Equity in Access to Out-of-School Learning. During the K–12 years, students spend barely 20 percent of their waking hours in school. They spend 80 percent of their potential learning time outside of school. Affluent children have continuous access to enriched learning opportunities like camp, lessons, sports, travel, technology, and more, while disadvantaged youngsters have limited or no access to such learning. And it turns out that out-of-school learning has every bit as much to do with achievement gaps that show up in school as anything that happens in the classroom. Therefore, until we create a level playing field of access to out of school enrichment and learning, we have no hope of achieving our education goal of educating all students for success.

The Education Redesign Lab is a new initiative you’ve launched at HGSE to jumpstart the R&D on this — to start researching and building new kinds of systems.
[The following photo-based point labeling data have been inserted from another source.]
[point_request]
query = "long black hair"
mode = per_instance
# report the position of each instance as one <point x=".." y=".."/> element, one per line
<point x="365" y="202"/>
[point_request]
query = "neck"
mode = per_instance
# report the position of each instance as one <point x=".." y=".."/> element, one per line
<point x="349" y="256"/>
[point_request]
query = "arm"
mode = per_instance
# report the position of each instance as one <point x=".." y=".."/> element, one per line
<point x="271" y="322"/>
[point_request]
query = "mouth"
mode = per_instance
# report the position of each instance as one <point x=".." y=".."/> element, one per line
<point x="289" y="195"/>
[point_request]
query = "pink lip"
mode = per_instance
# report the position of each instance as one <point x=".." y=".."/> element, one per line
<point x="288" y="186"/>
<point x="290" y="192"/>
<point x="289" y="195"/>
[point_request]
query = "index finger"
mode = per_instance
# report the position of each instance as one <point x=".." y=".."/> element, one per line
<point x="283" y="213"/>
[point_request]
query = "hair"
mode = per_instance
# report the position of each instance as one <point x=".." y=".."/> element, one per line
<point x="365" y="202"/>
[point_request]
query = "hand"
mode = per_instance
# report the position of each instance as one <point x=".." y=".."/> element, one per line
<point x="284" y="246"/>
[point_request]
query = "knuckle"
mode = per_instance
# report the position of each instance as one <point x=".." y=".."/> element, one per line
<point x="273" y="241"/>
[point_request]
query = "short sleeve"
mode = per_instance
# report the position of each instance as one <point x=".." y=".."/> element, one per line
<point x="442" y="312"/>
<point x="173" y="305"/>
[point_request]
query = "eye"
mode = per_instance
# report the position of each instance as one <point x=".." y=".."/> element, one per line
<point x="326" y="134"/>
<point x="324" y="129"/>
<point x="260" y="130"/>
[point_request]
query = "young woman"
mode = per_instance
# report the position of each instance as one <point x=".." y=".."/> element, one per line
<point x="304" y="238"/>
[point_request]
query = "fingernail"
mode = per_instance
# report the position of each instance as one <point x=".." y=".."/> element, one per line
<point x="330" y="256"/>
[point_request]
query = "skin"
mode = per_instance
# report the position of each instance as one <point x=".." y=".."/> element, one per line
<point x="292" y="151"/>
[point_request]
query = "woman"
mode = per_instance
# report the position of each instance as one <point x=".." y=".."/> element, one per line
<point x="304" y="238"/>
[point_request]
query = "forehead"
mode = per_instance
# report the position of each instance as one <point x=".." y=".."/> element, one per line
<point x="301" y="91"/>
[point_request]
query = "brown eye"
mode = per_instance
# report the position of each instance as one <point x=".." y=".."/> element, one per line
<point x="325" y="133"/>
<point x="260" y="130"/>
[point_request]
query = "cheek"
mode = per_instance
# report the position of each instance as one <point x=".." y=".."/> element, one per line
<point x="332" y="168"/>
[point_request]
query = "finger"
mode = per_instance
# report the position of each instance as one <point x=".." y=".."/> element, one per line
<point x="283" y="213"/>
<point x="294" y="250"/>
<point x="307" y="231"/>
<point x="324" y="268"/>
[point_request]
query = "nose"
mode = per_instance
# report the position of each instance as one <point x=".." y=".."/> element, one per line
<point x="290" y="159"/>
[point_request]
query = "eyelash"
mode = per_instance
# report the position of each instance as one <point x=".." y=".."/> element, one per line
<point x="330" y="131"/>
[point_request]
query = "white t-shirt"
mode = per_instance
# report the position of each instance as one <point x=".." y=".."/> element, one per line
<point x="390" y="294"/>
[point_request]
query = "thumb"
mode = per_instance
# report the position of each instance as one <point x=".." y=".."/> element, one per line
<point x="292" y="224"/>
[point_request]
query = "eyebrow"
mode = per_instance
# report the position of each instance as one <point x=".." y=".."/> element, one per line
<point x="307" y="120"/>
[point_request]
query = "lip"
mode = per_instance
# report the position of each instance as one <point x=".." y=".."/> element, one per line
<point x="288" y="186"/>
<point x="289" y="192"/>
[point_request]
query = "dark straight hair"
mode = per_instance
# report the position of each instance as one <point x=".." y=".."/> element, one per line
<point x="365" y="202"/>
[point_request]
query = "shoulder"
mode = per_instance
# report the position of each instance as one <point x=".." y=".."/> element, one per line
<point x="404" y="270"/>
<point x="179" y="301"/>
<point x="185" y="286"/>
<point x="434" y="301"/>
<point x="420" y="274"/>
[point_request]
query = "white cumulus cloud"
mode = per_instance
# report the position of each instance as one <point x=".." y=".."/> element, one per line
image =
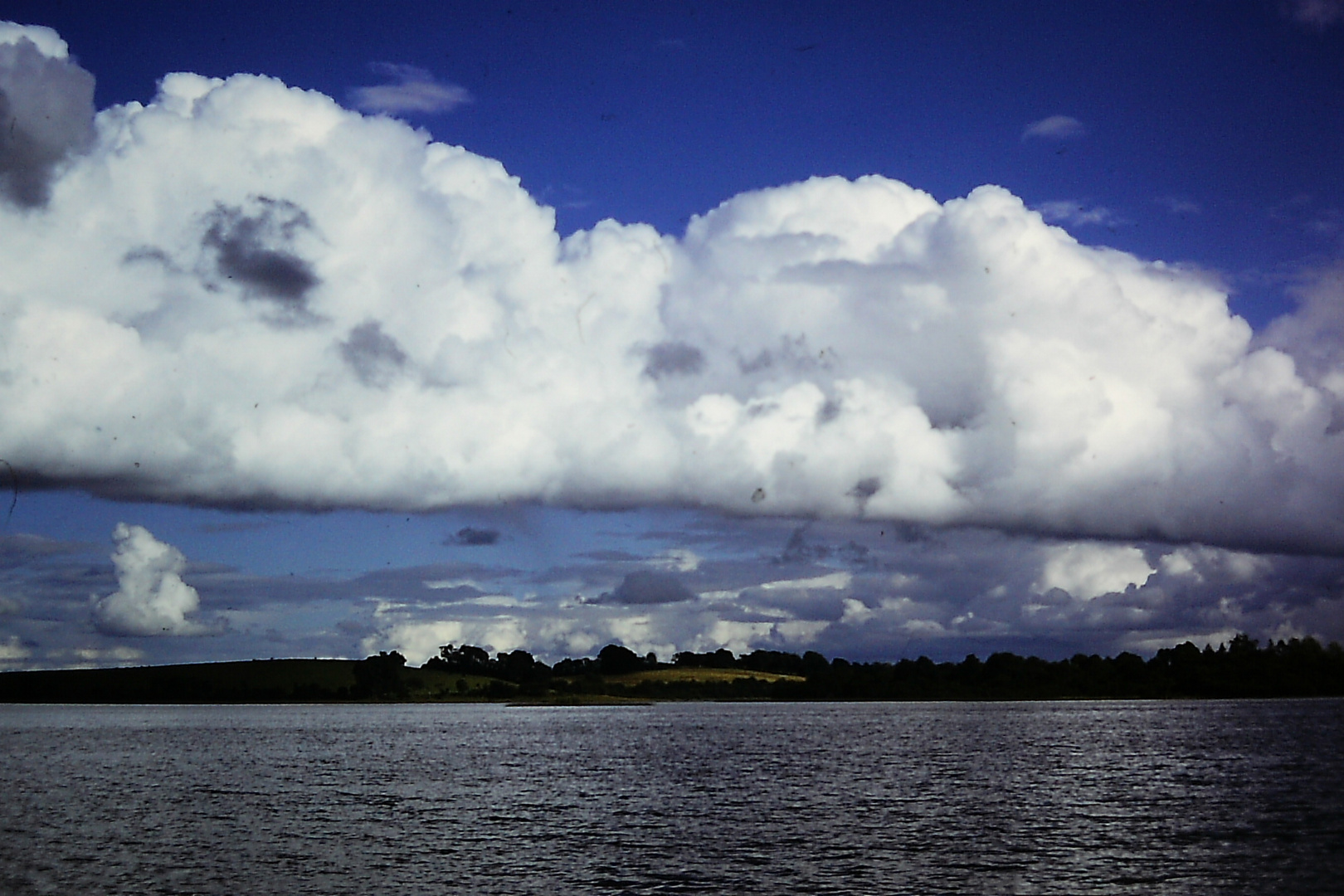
<point x="1088" y="570"/>
<point x="46" y="110"/>
<point x="245" y="295"/>
<point x="151" y="598"/>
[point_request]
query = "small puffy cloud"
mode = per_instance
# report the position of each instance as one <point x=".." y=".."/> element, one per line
<point x="413" y="90"/>
<point x="647" y="586"/>
<point x="46" y="110"/>
<point x="1089" y="571"/>
<point x="12" y="652"/>
<point x="474" y="538"/>
<point x="1315" y="14"/>
<point x="151" y="598"/>
<point x="1073" y="212"/>
<point x="1055" y="128"/>
<point x="1179" y="206"/>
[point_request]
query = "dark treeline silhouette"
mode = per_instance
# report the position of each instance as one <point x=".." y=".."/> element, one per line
<point x="1298" y="668"/>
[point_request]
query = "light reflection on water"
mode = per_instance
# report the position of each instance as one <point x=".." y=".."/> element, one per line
<point x="1226" y="796"/>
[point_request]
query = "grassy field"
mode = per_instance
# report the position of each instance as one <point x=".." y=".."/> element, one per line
<point x="350" y="680"/>
<point x="698" y="676"/>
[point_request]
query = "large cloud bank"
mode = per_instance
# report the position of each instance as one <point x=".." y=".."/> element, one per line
<point x="246" y="295"/>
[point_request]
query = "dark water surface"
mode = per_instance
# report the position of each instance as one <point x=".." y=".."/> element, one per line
<point x="1227" y="796"/>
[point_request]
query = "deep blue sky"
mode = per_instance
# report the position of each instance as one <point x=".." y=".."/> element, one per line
<point x="1210" y="137"/>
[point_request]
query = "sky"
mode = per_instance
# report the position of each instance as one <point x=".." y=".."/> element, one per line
<point x="882" y="331"/>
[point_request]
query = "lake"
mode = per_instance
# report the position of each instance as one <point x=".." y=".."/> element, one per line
<point x="1127" y="796"/>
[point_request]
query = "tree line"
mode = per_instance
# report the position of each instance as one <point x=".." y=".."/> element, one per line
<point x="1287" y="668"/>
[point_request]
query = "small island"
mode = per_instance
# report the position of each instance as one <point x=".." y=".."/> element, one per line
<point x="1298" y="668"/>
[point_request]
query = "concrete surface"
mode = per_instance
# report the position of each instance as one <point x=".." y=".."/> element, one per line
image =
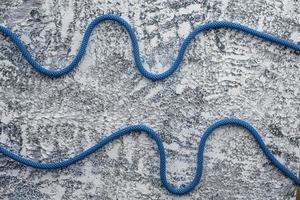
<point x="225" y="73"/>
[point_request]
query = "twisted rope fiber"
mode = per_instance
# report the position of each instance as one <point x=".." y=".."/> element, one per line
<point x="152" y="76"/>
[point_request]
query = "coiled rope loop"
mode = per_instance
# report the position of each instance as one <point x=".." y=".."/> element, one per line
<point x="152" y="76"/>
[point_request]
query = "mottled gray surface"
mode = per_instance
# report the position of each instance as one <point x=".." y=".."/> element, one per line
<point x="225" y="73"/>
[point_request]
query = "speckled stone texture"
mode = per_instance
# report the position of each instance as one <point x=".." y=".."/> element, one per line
<point x="225" y="73"/>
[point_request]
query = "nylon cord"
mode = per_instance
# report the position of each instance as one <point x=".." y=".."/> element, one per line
<point x="152" y="76"/>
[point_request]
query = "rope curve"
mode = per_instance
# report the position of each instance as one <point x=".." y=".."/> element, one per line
<point x="152" y="76"/>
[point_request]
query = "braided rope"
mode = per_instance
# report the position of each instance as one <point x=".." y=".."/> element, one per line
<point x="152" y="76"/>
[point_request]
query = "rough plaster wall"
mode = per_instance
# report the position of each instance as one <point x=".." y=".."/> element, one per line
<point x="225" y="73"/>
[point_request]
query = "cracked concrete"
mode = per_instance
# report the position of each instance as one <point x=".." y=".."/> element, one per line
<point x="225" y="73"/>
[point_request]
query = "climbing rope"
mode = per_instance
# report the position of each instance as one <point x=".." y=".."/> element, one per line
<point x="152" y="76"/>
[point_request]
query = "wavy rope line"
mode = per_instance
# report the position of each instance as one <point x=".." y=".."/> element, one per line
<point x="152" y="76"/>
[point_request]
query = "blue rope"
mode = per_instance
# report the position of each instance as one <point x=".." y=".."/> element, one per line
<point x="154" y="77"/>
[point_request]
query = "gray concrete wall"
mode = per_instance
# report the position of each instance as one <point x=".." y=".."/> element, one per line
<point x="225" y="73"/>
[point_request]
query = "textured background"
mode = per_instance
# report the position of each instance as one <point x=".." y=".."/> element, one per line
<point x="225" y="73"/>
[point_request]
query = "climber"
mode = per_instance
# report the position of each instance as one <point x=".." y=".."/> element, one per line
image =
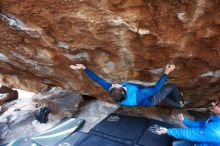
<point x="199" y="133"/>
<point x="130" y="94"/>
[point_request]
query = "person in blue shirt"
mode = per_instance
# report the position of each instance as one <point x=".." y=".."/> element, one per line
<point x="130" y="94"/>
<point x="199" y="133"/>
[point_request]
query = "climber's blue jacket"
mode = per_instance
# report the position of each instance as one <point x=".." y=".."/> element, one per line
<point x="136" y="94"/>
<point x="203" y="133"/>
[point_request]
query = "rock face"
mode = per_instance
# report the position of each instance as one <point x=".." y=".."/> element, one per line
<point x="7" y="94"/>
<point x="121" y="40"/>
<point x="62" y="103"/>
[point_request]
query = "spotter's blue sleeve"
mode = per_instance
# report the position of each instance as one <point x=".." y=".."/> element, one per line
<point x="193" y="124"/>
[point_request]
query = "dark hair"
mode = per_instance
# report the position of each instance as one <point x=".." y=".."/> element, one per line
<point x="118" y="94"/>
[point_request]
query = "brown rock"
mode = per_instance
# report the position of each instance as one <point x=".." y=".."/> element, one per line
<point x="7" y="94"/>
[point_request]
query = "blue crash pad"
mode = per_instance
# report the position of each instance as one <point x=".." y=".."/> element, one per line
<point x="129" y="130"/>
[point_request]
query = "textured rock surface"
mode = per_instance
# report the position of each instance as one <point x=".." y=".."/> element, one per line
<point x="7" y="94"/>
<point x="118" y="39"/>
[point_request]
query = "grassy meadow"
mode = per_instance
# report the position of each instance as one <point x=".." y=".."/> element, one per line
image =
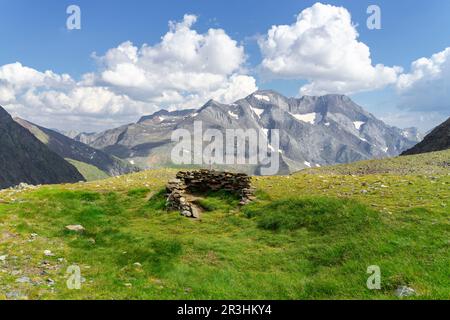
<point x="311" y="235"/>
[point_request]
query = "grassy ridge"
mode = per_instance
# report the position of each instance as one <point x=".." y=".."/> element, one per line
<point x="307" y="236"/>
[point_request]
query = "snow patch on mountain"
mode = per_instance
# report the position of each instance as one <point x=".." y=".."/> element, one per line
<point x="358" y="124"/>
<point x="233" y="115"/>
<point x="262" y="97"/>
<point x="307" y="117"/>
<point x="257" y="111"/>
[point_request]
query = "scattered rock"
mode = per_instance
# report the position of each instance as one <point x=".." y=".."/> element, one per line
<point x="50" y="282"/>
<point x="404" y="291"/>
<point x="75" y="228"/>
<point x="23" y="280"/>
<point x="16" y="295"/>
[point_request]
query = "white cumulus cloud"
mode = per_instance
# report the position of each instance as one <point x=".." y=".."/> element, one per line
<point x="322" y="47"/>
<point x="183" y="70"/>
<point x="427" y="86"/>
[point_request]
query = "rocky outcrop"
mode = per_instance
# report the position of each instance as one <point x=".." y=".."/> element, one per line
<point x="180" y="191"/>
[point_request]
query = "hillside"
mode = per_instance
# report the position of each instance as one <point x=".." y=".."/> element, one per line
<point x="79" y="152"/>
<point x="434" y="163"/>
<point x="23" y="158"/>
<point x="307" y="236"/>
<point x="314" y="131"/>
<point x="437" y="140"/>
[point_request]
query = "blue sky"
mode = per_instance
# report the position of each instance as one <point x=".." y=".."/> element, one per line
<point x="34" y="33"/>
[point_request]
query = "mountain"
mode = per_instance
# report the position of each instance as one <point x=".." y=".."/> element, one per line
<point x="436" y="140"/>
<point x="74" y="150"/>
<point x="314" y="131"/>
<point x="23" y="158"/>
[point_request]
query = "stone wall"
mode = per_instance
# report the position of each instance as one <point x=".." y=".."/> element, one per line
<point x="180" y="191"/>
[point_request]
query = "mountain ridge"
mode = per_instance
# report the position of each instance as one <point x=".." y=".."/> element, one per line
<point x="314" y="131"/>
<point x="438" y="139"/>
<point x="23" y="158"/>
<point x="68" y="148"/>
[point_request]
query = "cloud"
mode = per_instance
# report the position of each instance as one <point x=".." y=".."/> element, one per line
<point x="322" y="47"/>
<point x="183" y="70"/>
<point x="427" y="86"/>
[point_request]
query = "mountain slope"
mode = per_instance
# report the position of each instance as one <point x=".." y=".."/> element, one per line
<point x="23" y="158"/>
<point x="75" y="150"/>
<point x="314" y="131"/>
<point x="438" y="139"/>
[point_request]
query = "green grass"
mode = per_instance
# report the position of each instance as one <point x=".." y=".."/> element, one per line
<point x="88" y="171"/>
<point x="308" y="236"/>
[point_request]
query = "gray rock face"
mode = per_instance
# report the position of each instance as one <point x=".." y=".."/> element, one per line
<point x="314" y="131"/>
<point x="23" y="158"/>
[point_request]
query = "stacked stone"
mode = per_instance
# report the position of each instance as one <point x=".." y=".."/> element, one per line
<point x="202" y="181"/>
Talk about your plans.

The Education Redesign Lab aims to provoke a national design conversation and initiative to build 21st-century systems of education and child development. Our lab actively advocates for honest, data-driven conversations about the failings of the current education delivery system, the impact of poverty on student learning, and the necessity for designing and building new systems that guarantee that our twin educational goals of equity and excellence are achieved for each and every child.

We will be sponsoring field work with cities and states that agree to implement aspects of our three central design principles: personalization, integrated health and human services, and equitable access to “out of school” learning. We will evaluate these projects and document successes and failures. We will conduct research on best practices and on the impediments to scaling success.

We will sponsor design projects aimed at conceiving of new schools and systems. We will convene cutting-edge practitioners from around the world to meet, network, and learn as part of an effort to intentionally build a field.

Finally, we will advocate for the changes needed to implement the policies and practices that will most effectively contribute to achieving the goal of educating all students to high levels — and “all means all.”